Chandler Mazour is Monsanto technology development lead for Ukraine, Russia.

As events have unfolded in Ukraine and Russia, the former manager of the Monsanto Learning Center in Gothenburg has been working for Monsanto in Ukraine.

Actually, Chandler Mazour is the technology development lead for both Ukraine and Russia.

He started his new job in mid-January.

Although Mazour declined to talk about the politics between Ukraine and Russia, he was open to sharing about his new job that entails bringing new hybrids to market, marketing and selling them.

“We also teach our customers the best way to use them,” he said.

Based out of Kiev, Ukraine, Mazour works with teams to accomplish these objectives.

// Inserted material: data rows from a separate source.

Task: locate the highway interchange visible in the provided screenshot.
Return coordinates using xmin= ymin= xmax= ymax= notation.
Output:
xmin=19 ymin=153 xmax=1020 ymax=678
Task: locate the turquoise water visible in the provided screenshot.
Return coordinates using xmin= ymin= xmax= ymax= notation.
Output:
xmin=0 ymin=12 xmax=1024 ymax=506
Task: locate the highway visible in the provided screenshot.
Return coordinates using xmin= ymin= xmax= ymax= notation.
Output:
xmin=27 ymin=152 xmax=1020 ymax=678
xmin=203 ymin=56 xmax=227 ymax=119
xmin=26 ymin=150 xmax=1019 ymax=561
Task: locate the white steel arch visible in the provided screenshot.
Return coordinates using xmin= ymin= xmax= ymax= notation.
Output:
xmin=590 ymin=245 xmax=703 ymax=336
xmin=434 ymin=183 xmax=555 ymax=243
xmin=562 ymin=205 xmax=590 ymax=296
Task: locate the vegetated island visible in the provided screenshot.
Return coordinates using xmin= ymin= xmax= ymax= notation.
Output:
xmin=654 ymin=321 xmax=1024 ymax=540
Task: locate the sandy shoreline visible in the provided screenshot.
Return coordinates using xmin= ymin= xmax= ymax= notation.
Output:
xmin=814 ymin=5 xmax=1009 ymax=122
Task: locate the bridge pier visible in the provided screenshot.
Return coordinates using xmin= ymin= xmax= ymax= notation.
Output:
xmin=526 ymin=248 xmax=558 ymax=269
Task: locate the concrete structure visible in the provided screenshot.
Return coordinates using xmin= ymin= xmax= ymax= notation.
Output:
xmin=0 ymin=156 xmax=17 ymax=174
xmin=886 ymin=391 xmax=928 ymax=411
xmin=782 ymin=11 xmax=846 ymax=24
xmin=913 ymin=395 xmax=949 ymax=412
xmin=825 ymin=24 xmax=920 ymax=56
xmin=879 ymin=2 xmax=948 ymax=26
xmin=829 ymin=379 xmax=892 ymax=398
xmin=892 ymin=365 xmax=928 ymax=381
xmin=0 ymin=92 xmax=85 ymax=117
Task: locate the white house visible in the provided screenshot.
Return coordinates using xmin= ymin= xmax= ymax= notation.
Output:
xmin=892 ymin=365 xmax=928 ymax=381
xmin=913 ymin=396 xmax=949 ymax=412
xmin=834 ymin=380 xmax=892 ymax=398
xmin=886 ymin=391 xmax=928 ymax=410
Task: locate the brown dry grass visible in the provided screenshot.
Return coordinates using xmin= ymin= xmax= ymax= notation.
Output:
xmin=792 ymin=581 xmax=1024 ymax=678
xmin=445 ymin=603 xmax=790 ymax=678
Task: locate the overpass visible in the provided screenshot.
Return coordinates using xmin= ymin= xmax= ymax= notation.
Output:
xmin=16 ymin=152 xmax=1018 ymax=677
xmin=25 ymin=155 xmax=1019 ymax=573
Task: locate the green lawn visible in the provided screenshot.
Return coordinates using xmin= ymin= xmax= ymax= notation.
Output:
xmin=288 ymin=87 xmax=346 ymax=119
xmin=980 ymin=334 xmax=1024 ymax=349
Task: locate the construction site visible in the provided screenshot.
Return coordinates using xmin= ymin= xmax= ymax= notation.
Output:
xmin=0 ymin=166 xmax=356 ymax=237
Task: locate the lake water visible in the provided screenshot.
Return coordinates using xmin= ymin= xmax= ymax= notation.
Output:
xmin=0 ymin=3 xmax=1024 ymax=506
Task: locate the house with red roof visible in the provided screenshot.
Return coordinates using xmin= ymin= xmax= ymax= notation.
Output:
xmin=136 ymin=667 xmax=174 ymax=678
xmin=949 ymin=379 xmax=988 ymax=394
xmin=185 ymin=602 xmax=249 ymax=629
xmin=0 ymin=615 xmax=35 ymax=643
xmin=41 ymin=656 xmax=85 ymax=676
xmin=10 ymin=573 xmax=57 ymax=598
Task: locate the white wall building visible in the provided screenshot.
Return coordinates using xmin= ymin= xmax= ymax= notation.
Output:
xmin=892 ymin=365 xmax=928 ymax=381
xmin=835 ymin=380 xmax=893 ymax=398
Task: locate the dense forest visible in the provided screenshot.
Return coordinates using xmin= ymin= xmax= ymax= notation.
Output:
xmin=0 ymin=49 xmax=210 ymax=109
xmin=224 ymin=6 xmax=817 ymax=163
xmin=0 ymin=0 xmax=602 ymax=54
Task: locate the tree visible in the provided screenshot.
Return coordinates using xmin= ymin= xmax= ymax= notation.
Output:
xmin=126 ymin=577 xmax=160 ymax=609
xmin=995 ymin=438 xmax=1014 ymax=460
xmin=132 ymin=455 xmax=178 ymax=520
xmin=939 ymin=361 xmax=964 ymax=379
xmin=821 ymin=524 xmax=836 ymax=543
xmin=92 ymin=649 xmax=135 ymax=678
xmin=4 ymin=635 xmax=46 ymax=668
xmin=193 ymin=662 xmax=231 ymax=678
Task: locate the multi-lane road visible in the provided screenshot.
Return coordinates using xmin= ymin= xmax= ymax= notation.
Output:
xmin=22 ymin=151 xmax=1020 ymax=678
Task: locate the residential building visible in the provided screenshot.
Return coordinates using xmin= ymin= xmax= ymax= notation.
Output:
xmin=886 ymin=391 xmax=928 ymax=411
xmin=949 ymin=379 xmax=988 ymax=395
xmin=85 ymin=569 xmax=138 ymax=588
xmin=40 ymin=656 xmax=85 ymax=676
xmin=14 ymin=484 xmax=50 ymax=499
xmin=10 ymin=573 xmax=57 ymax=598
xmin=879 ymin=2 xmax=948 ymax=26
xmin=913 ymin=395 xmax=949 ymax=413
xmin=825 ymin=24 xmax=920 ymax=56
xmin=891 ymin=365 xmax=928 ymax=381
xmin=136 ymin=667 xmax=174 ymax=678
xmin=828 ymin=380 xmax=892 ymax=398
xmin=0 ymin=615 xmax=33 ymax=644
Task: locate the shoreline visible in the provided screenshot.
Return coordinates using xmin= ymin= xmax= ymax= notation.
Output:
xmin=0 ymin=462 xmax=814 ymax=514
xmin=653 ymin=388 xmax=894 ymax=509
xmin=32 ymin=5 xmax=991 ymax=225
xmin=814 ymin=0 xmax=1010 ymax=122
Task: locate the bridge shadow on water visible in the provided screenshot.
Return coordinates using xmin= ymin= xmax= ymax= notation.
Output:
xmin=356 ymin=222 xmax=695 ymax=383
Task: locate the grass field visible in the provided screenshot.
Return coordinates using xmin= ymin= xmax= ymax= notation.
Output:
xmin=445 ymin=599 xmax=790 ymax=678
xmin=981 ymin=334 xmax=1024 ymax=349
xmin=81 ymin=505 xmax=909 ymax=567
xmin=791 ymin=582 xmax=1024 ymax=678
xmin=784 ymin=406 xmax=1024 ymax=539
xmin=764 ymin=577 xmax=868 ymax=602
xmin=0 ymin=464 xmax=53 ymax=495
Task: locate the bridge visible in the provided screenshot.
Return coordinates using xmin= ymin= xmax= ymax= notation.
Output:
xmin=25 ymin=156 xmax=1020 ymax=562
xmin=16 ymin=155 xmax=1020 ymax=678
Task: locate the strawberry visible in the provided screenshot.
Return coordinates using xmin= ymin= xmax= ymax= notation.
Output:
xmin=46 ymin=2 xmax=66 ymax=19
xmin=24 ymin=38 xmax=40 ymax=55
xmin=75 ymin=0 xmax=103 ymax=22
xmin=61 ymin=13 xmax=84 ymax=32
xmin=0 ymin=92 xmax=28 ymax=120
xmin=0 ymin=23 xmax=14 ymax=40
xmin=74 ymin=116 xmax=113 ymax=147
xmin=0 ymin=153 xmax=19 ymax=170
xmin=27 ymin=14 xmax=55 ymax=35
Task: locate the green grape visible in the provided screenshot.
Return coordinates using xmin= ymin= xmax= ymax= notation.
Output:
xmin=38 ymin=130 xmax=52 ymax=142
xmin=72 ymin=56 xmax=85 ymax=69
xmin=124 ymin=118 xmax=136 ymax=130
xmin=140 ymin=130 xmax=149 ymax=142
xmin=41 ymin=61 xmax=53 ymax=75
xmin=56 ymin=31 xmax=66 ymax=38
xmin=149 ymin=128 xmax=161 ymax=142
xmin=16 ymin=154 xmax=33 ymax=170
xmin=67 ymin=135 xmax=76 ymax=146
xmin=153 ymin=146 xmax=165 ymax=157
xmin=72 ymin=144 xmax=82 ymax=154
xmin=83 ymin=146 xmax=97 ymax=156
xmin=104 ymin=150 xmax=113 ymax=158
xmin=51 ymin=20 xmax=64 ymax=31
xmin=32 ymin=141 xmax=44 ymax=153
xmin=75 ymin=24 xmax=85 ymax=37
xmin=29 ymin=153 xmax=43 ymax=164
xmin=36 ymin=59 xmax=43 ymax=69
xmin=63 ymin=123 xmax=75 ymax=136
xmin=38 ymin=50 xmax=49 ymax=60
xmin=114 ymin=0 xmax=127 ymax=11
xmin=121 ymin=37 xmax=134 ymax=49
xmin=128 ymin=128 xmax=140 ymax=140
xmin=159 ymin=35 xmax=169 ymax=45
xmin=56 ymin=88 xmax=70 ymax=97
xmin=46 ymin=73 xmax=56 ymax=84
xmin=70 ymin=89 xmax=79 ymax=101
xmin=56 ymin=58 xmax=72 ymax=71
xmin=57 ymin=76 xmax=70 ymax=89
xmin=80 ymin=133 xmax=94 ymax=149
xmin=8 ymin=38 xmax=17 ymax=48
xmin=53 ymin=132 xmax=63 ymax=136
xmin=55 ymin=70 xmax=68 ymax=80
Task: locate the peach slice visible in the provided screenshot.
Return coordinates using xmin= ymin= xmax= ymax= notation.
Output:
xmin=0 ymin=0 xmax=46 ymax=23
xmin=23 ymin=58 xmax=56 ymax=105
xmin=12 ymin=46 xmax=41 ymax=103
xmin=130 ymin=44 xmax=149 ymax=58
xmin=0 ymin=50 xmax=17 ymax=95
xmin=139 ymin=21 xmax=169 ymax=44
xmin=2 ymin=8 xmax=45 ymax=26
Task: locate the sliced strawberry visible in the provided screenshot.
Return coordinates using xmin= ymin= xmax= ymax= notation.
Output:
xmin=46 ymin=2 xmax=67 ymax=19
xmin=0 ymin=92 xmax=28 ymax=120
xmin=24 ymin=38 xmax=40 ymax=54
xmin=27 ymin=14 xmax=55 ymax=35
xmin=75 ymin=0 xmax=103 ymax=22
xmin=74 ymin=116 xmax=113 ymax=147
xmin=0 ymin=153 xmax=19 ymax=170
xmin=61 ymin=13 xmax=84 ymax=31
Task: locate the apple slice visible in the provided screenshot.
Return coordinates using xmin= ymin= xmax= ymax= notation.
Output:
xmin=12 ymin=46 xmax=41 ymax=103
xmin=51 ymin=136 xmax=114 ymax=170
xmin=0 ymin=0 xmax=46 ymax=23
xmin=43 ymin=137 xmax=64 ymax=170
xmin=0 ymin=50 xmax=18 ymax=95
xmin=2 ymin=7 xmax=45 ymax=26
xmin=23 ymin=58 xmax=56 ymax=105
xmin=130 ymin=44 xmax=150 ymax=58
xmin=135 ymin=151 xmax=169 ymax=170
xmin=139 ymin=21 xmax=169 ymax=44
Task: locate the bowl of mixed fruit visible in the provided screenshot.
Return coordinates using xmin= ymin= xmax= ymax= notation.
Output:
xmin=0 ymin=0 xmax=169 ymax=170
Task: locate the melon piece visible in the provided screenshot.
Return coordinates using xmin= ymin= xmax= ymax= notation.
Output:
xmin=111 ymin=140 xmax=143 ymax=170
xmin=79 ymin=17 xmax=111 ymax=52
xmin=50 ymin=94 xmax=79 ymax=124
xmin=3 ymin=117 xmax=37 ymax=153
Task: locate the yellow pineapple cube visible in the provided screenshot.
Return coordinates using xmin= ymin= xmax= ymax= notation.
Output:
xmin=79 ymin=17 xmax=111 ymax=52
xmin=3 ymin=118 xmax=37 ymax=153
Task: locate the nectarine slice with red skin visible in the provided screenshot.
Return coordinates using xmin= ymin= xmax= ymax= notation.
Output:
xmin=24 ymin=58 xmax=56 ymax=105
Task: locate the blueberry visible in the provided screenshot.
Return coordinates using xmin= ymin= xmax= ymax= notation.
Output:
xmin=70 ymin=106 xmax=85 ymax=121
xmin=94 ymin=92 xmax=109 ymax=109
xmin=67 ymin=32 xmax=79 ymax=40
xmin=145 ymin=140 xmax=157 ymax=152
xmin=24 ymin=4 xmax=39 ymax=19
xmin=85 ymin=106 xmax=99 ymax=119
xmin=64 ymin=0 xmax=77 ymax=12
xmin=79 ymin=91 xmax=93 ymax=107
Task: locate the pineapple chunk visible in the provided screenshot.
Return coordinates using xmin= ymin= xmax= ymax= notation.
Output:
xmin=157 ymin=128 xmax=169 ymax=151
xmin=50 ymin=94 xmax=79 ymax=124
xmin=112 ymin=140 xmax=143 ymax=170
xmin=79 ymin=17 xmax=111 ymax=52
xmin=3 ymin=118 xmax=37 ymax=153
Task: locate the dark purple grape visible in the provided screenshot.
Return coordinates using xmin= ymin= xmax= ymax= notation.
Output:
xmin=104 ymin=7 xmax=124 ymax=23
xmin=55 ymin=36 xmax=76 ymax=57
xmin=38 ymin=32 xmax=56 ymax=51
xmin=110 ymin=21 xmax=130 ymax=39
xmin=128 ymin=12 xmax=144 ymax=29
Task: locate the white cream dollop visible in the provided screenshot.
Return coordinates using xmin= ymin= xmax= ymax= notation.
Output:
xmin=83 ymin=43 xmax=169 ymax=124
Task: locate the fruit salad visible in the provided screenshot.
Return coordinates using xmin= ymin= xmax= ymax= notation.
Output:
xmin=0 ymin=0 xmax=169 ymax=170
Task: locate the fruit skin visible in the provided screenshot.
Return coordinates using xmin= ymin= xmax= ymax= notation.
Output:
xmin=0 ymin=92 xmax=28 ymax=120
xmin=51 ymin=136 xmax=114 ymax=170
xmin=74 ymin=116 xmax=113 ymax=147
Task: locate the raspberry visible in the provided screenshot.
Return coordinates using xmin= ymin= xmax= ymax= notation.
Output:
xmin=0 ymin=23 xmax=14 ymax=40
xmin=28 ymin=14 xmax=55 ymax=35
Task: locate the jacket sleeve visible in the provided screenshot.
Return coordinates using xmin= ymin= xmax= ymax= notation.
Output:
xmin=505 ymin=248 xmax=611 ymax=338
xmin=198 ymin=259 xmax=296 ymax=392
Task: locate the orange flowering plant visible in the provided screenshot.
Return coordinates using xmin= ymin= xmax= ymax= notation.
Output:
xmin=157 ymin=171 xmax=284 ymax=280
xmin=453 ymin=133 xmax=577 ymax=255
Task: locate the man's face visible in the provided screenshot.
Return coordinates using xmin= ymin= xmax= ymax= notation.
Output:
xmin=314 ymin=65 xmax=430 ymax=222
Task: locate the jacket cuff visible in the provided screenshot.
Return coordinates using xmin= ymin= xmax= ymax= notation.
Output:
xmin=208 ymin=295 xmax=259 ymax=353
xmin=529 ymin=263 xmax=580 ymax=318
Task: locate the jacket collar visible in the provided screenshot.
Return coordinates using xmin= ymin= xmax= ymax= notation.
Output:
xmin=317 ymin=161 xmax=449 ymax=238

Monsanto has been in Ukraine for several years but recently brought a focus to the country.

In fact, he said the company is becoming more integrated throughout Eastern Europe and also has a presence in the Middle East and Africa.

Business in these areas is growing rapidly, he said, because of the demand for global food production.

Arable land in Ukraine and Russia is being converted into food production but it might not be efficient, Mazour said.

“It may be 75 bushels to the acre today and we can work with them so they can learn how to produce 150 bushels,” he explained. “Ag companies, like Monsanto, are going to invest in that and provide farmers resources to improve output.”

The chance for Mazour to work in Eastern Europe came about last August.

“Ten months ago, I could have never have predicted this,” he said. “It’s such an opportunity to work with farmers in Ukraine and Russia and live and work in a wonderful country.”

Mazour said the new position has been good and described his colleagues as “amazing,” noting that the people he works with are Ukrainians and Russians who mostly make up the 150 Monsanto employees in the country.

“There are three of us expatriates here,” he said.

The most surprising aspect of his job, Mazour said, is the eagerness of Ukrainian farmers to learn new agricultural technologies and partner with Monsanto.

Corn is the largest crop grown in Ukraine and oil-seed rape (from a plant of the cabbage family that is the same as canola oil in Canada) is second.

Mazour said the Ukrainian growing season in the northern part of the country is similar to conditions in North Dakota and Minnesota while southern Ukraine is like spring, summer and fall in Kansas and Missouri.

His biggest challenge, he said, is being separated from his wife and children, who plan to move to Ukraine in early June.

When Mazour first flew into Kiev, he noticed 20- to 30-story apartment buildings and said he had a sense of being in a young country 25 years removed from Soviet control.

Having traveled throughout the world, he said Kiev felt different.

“The architecture, the smells, the sites. All good but different,” Mazour said. “It’s a wonderful city.”

Language has been a bit of a problem but Mazour said the Russian lessons he’s taking are helpful.

“I have started to put together signs and menus and I know how to say ‘sandwich,’ ” he said.

Mazour described the people of Kiev as kind, warm and welcoming and much like the people 50 years ago in the United States.

“So many people have invited me to their houses,” he said. “It feels like Thanksgiving with Grandpa and Grandma. They are so gracious and amazing.”

Borsch is the most prominent food in the country which Mazour described as a beet-based soup that may include meat, potatoes or beef tongue.

“Seafood is good here and the chicken tastes better than in the United States,” he said. “Beef tartar (ground beef that can be mixed with other ingredients) is also quite popular.”

Drinking vodka when meeting people for business is common, Mazour said.

In addition to Ukraine, Mazour’s work in Eastern Europe has taken him to Belgrade, Yugoslavia; Moscow and Voronezh, Russia; Istanbul, Turkey; and Budapest, Hungary. He will fly to Barcelona, Spain, in April.

So far, his most interesting experience happened in Vienna, Austria, when he attended Mass in a magnificent cathedral named St. Stephan’s.

During his grade school years near Lawrence, Mazour went to a school and church named St. Stephen’s.

“It was quite a feeling sitting in a cathedral in Vienna with the same name as the church and school I went to as a kid,” he said.

Mazour lives in an apartment which is a kilometer away from Kiev’s Independence Square where violent protests ended in February.